When Becker spoke his voice seemed so loud in the stillness that had come over them that Karen was momentarily startled.

“What else?” he asked.

“What?”

“Was there more? With Carl.”

Her ex-husband’s name sounded odd on Becker’s lips, and she realized she had not heard him speak it before. He had referred to him only as “her husband,” not by name, and the change seemed too abrupt, overly familiar. For a moment she resisted it, as if allowing someone else to use Carl’s name was in itself a revelation of family secrets. Her reaction was swiftly past, but it left her feeling slightly soiled.

“No,” she said. “What do you mean?”

“Did he do anything else?”

“Isn’t that enough?”

“It’s too much, but it usually doesn’t stop there. Violence creates its own appetite.”

Karen wanted him to stop asking, she wanted to demand what made him such an expert. But she knew he was, she knew he understood it all better than anyone.

“He hit me, too,” she said. Her throat was constricted and her voice so low she had to repeat herself. Even as she said it, she still found it hard to believe.

Becker grunted noncommittally, as if he had expected her statement and was waiting for the rest. There was a quality to his silences that Karen found compelling, as if she had to fill them. He seemed to know what came next but required the formalities to be observed by having her say it.

“It didn’t happen that often,” she said. “Any is too many, but it wasn’t that often. The first time I couldn’t believe it had happened. I couldn’t believe he would dare to do it, that he would want to do it. It was still early in our marriage. I had convinced myself I was in love, we were in love, hell, I wanted so much to be in love ...”

“To have someone love you,” Becker interjected.

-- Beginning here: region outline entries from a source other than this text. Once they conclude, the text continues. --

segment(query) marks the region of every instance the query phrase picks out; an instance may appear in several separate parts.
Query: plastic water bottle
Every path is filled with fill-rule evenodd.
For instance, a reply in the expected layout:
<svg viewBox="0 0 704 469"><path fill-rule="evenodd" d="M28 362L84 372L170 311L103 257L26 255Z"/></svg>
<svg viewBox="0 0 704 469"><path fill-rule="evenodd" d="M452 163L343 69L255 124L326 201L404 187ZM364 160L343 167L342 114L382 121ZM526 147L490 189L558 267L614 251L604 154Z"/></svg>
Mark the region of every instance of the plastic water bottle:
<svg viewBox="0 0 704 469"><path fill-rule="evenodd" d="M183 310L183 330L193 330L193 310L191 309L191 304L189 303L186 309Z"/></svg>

“Yes, I suppose, but to love someone else, too; I knew you were supposed to love someone else, that’s what everyone said, so I convinced myself I loved Carl ... And then he was so repentant afterwards. He cried, he said he loved me, he adored me, he would never, never do it again ...”

“And you believed him.”

“I wanted to. I made myself believe him. I was in a marriage, I had to give that every chance, every effort. I couldn’t just walk away because of one mistake.”

Again Becker was silent and Karen felt she had to continue, had to find the explanation that would justify herself, that would win his approval.

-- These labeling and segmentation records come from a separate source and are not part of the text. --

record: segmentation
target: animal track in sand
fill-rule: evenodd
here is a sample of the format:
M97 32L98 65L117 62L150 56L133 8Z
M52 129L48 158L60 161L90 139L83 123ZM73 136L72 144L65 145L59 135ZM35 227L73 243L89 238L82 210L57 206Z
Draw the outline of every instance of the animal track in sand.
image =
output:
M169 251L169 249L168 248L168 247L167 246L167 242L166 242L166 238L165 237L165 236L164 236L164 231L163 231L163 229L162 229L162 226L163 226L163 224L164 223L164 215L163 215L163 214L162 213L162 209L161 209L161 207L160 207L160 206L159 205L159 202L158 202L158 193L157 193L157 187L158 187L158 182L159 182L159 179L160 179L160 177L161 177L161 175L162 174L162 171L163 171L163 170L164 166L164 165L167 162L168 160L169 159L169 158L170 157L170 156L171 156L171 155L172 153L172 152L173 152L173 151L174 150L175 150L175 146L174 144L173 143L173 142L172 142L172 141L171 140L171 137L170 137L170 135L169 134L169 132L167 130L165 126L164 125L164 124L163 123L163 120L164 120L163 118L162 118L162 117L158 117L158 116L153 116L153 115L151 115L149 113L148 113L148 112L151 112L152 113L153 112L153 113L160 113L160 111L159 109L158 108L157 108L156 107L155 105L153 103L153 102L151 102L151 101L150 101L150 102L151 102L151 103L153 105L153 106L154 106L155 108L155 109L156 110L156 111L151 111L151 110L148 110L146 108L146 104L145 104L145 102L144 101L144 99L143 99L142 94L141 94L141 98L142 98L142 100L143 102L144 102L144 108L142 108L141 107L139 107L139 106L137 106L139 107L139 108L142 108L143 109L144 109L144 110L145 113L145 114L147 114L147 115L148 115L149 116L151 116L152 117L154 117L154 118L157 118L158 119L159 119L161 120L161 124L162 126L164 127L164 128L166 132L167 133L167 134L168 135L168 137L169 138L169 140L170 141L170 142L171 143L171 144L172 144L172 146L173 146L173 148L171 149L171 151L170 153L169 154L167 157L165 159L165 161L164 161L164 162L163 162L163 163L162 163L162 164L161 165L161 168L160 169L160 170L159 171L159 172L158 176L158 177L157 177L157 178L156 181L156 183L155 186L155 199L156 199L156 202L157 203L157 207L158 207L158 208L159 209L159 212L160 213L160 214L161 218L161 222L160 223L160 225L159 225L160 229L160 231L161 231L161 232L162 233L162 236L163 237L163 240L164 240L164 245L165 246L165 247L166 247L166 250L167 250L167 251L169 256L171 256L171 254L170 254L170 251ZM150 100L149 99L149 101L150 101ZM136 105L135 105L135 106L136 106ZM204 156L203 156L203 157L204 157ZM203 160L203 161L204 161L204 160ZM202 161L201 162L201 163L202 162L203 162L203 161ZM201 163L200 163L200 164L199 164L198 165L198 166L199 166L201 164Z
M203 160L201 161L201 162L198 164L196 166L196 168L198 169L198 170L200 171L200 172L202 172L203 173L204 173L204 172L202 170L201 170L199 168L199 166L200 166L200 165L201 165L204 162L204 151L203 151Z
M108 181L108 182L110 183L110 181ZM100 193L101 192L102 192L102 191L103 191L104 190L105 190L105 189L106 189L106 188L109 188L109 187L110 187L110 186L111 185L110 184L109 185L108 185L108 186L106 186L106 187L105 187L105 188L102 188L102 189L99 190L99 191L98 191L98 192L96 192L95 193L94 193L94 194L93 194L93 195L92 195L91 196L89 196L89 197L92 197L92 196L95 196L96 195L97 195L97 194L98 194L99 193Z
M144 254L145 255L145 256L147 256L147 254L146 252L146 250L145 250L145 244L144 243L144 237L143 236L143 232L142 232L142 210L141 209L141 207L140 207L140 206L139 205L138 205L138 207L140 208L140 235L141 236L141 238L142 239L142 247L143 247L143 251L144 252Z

“The second time was months later. He had been fine until then. We had had quarrels but he had controlled himself. I assumed that it really was only a one-time thing. But then he snapped. We weren’t fighting about anything special, nothing particularly sensitive. He’d been drinking, not much, just a little. There seemed to be no provocation, then all of a sudden he was hitting me, hitting me and hitting me ... I wore pancake makeup the next day to hide the bruises at work, I was so ashamed. If anyone had asked what happened—no one asked.”